On 18 September 2013 08:10, tor@t-3.net wrote:
The OP I saw said:
The Wau Holland Foundation can currently only reimburse via wire transfer.
This seems to be end-of-story in terms of who, in the end, is ultimately getting liability/risk, and points to practically no chance at anonymity within our currently hacked banking system. It's not related to taxation or what organization may or may not be trusted. It's about what information is being gathered from the system by 3rd parties for possible use tomorrow.
Sure, right now. But he said:
On 17 September 2013 14:27, Moritz Bartl moritz@torservers.net wrote:
The Wau Holland Foundation agreed to be one of the organizations willing to handle the money and pass it on to other entities, be it single operators or organizations. Both Torproject and Wau Holland Foundation checked with their lawyers to see if this turns into a problem about liability, and it looks like it does not. We're open for more organizations to join in to manage the reimbursement process, but this is what we've got for now.

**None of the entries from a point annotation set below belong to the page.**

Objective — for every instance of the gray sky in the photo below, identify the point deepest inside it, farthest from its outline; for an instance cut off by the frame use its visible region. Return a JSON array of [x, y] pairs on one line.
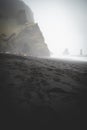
[[63, 23]]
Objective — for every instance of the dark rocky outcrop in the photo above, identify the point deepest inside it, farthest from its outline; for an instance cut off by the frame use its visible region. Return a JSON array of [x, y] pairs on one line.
[[19, 34]]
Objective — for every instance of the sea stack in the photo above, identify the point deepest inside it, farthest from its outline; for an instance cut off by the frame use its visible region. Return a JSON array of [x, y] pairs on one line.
[[19, 34]]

So from my perspective, if, say, the Bitcoin Foundation came forward and said "Our lawyers are cool with reimbursing anonymous people via Bitcoin, and we're cool shouldering the accounting/taxation burden." - then it might happen. But ultimately there is accounting, taxation, and legal liability that must be shouldered by someone. So far only Wau Holland has stepped up. But it's not to say someone couldn't.